There’s a reason, though, that this hire matters more for MacLellan than the previous one. Last time, when Trotz resigned, he was backed into a corner. This time, the general manager is betting that his roster — one he assembled to win a Cup and then largely kept together to try to do it again — can excel again with the right coach.

We’re not going to go over the why-is-Trotz-with-the-Islanders-and-not-the-Caps territory again. That’s old news. From MacLellan’s perspective, it’s imperative that the new coach is able to extract the best performance from his players — because this roster doesn’t offer a lot in the way of flexibility, and it isn’t getting younger.

Here’s a tell on whether a coaching staff is milking the most out of its players: how they perform in new environments.

In Reirden’s case, there’s damning evidence. Andre Burakovsky, a maddening 2013 first-round pick, never managed more than 38 points in five seasons with the Capitals; traded to Colorado after last season, he had 45 points in 58 regular season games and is confidently playing on the second line for a team that reached the second round. Chandler Stephenson had a hard time staying in the Caps’ lineup under Reirden; dumped for a fifth-round draft pick to Vegas in December, he has centered the Golden Knights’ fourth line into the second round.

The point: In both of these instances, there was something there that Reirden and his staff couldn’t get out.

It’s on the next coach to extract the maximum out of the players who remain. Evgeny Kuznetsov evaporated during last year’s playoff loss to Carolina and drifted in and out of consciousness during the Caps’ stay in the Toronto bubble. He’s too talented to be so inconsistent, and the new coach should consider Kuznetsov to be Project A. Not far behind might be Jakub Vrana, who has not registered a point in the past two postseasons — which is hard to do for someone playing among the top six forwards.

This has to be someone who can reach players who have seen coaches come and go. Ovechkin, Nicklas Backstrom, T.J. Oshie and John Carlson have combined for 51 NHL seasons. MacLellan is betting that this group of 30-somethings can take new direction, thrive under it and help that message filter through the dressing room — all while keeping their legs and their edge as their prime years dwindle away.

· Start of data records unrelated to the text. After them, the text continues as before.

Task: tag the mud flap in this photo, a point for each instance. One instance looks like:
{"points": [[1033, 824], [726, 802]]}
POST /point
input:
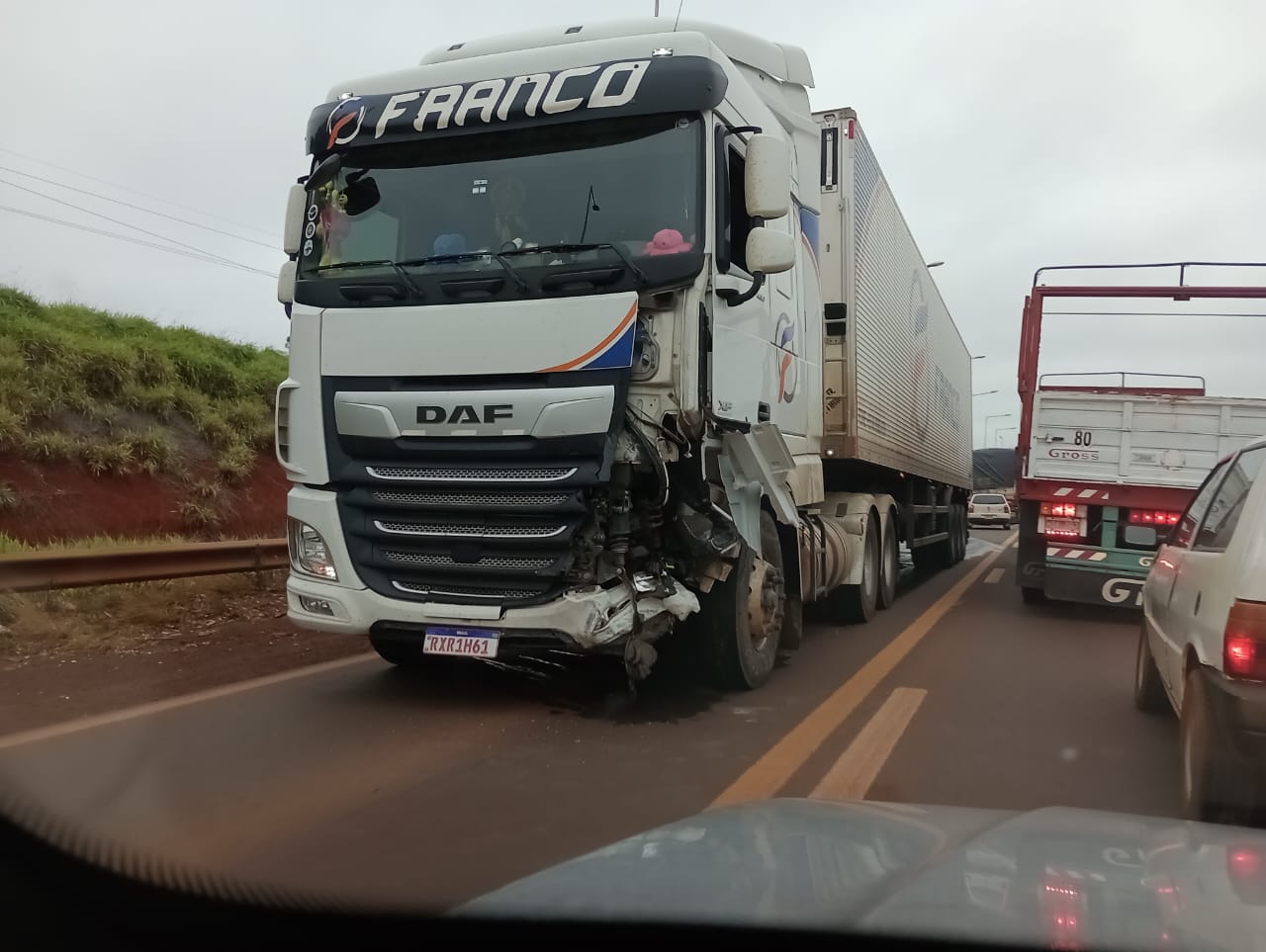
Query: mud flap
{"points": [[1031, 550]]}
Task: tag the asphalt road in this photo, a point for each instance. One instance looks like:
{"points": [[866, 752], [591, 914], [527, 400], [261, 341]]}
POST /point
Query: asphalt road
{"points": [[379, 785]]}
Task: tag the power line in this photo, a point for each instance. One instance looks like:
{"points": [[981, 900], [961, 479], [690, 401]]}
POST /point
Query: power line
{"points": [[138, 208], [135, 192], [113, 220], [128, 238], [1156, 312]]}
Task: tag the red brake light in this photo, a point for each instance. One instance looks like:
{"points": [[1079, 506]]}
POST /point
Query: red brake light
{"points": [[1153, 517], [1244, 861], [1246, 869], [1243, 642]]}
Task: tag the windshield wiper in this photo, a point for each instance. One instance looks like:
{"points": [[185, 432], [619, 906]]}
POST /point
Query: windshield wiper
{"points": [[565, 247], [379, 262], [467, 256]]}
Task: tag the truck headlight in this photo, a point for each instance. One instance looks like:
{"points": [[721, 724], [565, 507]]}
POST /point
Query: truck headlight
{"points": [[309, 552]]}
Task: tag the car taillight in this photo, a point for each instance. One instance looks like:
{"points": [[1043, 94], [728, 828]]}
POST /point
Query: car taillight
{"points": [[1246, 869], [1243, 641], [1153, 517]]}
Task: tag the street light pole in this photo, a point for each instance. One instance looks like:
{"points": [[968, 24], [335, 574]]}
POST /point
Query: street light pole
{"points": [[994, 416]]}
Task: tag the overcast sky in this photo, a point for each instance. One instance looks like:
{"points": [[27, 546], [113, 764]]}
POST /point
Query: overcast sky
{"points": [[1013, 134]]}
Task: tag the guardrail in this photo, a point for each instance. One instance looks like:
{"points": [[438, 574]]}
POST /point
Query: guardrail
{"points": [[40, 571]]}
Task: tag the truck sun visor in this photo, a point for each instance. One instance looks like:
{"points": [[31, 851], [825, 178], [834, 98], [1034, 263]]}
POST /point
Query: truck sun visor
{"points": [[602, 90]]}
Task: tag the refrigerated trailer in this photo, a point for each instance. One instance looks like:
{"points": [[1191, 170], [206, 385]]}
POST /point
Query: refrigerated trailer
{"points": [[599, 333], [1107, 468]]}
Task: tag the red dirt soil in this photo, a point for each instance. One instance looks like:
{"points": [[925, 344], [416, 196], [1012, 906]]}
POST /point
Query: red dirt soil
{"points": [[62, 501]]}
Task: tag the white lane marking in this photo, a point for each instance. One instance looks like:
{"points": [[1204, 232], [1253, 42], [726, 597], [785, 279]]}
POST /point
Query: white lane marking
{"points": [[140, 711], [853, 775]]}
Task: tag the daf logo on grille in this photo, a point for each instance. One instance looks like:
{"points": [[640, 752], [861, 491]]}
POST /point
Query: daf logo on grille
{"points": [[466, 413]]}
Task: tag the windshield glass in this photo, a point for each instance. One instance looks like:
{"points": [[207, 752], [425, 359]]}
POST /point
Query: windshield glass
{"points": [[588, 194]]}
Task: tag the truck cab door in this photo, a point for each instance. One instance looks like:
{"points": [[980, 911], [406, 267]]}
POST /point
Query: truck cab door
{"points": [[740, 333]]}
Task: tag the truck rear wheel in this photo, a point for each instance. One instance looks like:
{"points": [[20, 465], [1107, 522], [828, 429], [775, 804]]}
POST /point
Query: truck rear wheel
{"points": [[856, 604], [889, 566], [742, 618]]}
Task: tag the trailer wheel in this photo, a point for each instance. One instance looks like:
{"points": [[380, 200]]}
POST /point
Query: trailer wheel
{"points": [[742, 618], [958, 533], [889, 566], [1034, 596], [855, 604]]}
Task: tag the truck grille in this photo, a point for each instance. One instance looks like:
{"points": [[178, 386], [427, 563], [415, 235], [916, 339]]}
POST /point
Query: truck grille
{"points": [[439, 591], [478, 531], [435, 497], [444, 560], [466, 533], [428, 474]]}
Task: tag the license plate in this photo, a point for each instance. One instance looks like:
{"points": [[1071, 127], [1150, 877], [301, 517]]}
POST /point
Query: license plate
{"points": [[467, 642], [1072, 526]]}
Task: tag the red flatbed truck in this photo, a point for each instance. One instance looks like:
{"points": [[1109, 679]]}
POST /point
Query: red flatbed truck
{"points": [[1106, 470]]}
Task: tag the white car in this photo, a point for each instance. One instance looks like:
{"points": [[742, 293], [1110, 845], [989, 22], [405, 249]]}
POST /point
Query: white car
{"points": [[989, 509], [1202, 649]]}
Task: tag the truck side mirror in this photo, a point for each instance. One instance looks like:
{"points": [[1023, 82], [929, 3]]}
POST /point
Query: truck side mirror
{"points": [[769, 251], [293, 234], [768, 176], [286, 283]]}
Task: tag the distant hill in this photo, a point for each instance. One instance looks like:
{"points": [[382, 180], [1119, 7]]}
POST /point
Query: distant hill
{"points": [[95, 397]]}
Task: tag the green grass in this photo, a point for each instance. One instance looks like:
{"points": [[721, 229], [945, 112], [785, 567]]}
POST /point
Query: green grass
{"points": [[121, 393]]}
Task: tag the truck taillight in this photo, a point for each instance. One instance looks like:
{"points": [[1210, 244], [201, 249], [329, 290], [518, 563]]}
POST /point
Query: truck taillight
{"points": [[1153, 517], [1243, 641]]}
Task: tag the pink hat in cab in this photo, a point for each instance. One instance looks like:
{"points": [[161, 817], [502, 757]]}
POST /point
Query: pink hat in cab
{"points": [[668, 240]]}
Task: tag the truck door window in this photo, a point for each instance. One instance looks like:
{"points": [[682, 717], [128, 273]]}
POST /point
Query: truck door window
{"points": [[740, 221], [1185, 529], [1228, 503]]}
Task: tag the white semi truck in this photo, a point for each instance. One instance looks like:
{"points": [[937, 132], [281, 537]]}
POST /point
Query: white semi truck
{"points": [[599, 333]]}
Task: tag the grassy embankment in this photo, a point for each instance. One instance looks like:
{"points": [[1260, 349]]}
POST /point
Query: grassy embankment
{"points": [[119, 395]]}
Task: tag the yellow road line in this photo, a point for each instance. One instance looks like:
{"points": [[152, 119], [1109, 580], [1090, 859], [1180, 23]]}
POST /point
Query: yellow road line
{"points": [[765, 777], [853, 775]]}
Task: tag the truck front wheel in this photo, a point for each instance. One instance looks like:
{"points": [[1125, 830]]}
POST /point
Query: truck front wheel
{"points": [[742, 617], [856, 603]]}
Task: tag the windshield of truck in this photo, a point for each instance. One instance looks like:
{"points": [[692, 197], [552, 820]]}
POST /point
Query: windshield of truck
{"points": [[590, 207]]}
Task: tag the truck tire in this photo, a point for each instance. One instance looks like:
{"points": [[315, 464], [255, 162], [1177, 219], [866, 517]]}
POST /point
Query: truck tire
{"points": [[855, 604], [889, 564], [1215, 786], [1148, 691], [1034, 596], [738, 658]]}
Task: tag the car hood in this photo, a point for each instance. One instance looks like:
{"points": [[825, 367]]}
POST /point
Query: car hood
{"points": [[1053, 878]]}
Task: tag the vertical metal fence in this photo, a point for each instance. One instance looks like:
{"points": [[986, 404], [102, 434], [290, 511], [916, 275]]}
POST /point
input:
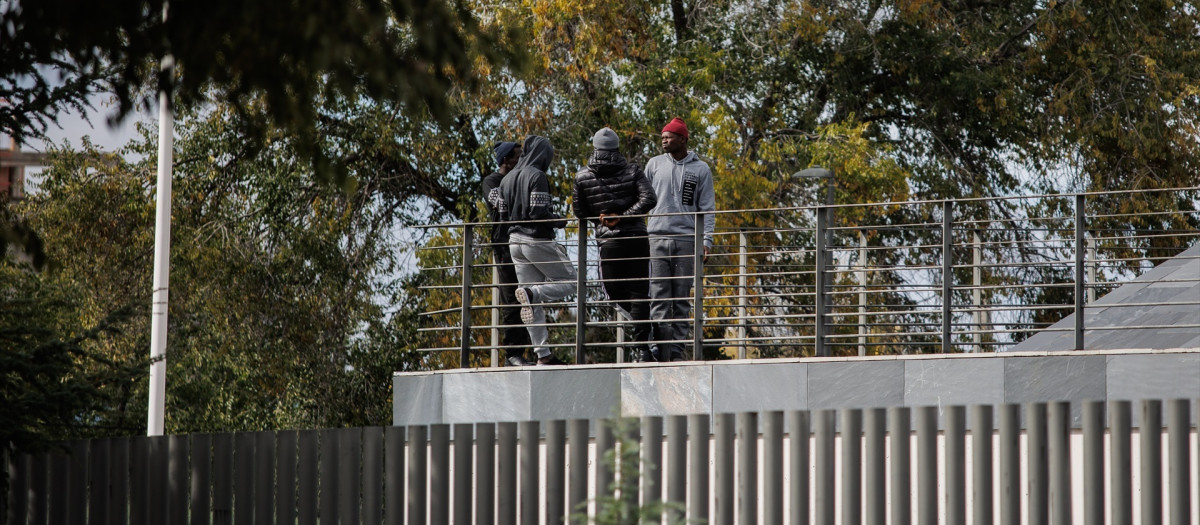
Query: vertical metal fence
{"points": [[1067, 463], [940, 276]]}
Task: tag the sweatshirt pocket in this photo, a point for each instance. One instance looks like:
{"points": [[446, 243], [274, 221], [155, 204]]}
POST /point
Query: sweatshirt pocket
{"points": [[688, 193]]}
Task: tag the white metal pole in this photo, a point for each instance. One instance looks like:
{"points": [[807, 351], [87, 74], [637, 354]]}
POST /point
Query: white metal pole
{"points": [[161, 261]]}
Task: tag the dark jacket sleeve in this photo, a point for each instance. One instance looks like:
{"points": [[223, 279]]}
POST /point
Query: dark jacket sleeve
{"points": [[539, 201], [646, 197], [580, 203]]}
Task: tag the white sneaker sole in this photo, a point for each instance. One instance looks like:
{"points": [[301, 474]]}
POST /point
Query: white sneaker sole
{"points": [[526, 309]]}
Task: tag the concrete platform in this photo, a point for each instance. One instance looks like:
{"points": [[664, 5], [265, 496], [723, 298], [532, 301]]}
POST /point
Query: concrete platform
{"points": [[597, 391]]}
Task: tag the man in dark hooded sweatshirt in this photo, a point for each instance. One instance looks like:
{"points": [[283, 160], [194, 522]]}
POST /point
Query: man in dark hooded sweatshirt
{"points": [[609, 189], [516, 337], [545, 272]]}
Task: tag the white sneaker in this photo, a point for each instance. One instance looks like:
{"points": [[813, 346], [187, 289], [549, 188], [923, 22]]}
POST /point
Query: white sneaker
{"points": [[522, 295]]}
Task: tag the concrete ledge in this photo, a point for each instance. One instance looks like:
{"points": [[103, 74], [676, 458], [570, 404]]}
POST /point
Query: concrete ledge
{"points": [[597, 391]]}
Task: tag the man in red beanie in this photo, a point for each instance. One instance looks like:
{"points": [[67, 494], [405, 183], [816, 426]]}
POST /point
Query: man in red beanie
{"points": [[683, 185]]}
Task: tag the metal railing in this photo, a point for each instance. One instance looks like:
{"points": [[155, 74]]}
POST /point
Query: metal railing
{"points": [[1005, 464], [933, 276]]}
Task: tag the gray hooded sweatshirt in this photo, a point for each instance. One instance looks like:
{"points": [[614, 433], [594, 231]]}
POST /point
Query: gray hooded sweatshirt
{"points": [[682, 186], [523, 195]]}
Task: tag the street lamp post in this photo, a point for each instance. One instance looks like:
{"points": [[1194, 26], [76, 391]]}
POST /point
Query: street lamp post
{"points": [[823, 240]]}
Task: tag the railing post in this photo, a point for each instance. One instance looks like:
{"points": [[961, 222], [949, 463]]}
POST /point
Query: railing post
{"points": [[468, 257], [581, 294], [1079, 271], [743, 290], [947, 275], [697, 288], [496, 312], [862, 294], [819, 300], [977, 289], [1091, 265]]}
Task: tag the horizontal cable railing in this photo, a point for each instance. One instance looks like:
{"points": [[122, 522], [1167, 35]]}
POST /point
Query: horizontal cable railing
{"points": [[934, 276]]}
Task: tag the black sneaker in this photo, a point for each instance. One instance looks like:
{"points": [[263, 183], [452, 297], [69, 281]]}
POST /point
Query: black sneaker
{"points": [[551, 360], [519, 361], [522, 295]]}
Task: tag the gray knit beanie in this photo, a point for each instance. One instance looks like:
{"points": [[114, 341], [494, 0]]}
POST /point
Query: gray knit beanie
{"points": [[605, 139]]}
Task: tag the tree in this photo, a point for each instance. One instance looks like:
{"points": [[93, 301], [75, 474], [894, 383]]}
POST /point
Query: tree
{"points": [[280, 55]]}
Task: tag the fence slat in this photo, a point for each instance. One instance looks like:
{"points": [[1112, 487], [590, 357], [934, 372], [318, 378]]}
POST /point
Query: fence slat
{"points": [[900, 428], [1037, 463], [39, 478], [77, 482], [927, 465], [851, 466], [119, 475], [955, 481], [418, 472], [556, 471], [139, 483], [307, 466], [329, 470], [577, 441], [439, 474], [1150, 434], [244, 478], [57, 498], [699, 435], [507, 474], [264, 477], [156, 506], [677, 468], [982, 464], [528, 492], [1059, 435], [19, 489], [723, 463], [631, 439], [372, 475], [286, 477], [875, 477], [652, 460], [349, 486], [1179, 477], [1093, 462], [1121, 463], [394, 471], [823, 451], [748, 466], [1009, 464], [773, 468], [178, 487], [202, 480], [463, 460], [485, 476]]}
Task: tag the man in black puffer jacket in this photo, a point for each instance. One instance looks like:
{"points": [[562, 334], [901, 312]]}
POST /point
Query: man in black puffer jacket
{"points": [[609, 189]]}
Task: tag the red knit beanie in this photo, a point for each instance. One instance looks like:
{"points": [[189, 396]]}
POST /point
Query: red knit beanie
{"points": [[677, 127]]}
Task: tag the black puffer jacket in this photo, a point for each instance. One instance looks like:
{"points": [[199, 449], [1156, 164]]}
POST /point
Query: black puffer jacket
{"points": [[610, 185]]}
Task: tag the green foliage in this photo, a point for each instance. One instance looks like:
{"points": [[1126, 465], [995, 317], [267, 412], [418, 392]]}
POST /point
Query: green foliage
{"points": [[55, 386], [619, 502], [277, 279]]}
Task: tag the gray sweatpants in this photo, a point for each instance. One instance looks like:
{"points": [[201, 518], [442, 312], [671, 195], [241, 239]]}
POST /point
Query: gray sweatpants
{"points": [[544, 269], [672, 266]]}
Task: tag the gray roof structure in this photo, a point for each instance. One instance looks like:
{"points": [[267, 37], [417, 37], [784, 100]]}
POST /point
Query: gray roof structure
{"points": [[1158, 311]]}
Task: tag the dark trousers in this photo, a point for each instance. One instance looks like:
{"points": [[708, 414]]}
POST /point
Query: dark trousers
{"points": [[515, 336], [624, 270]]}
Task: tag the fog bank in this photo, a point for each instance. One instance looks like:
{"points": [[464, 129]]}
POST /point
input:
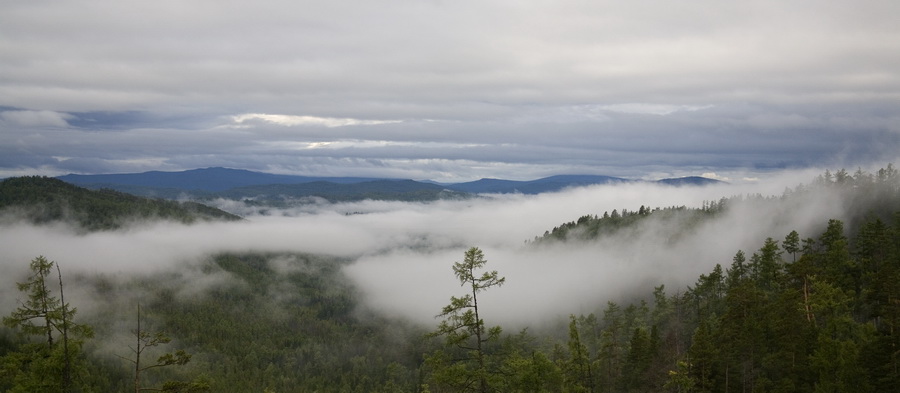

“I think we have developed a habit of thinking that we can play good when we have to play good,” MacLellan said, “versus, ‘Let’s develop good habits and the consistency with our good habits, and the games will take care of themselves.’ ”

In the playoffs the past two seasons, the games haven’t taken care of themselves, so Reirden is out of a job. The next coach knows the expectations before the interview: Develop the habits that take a team deep into the playoffs, or the entire organization will be examined more closely.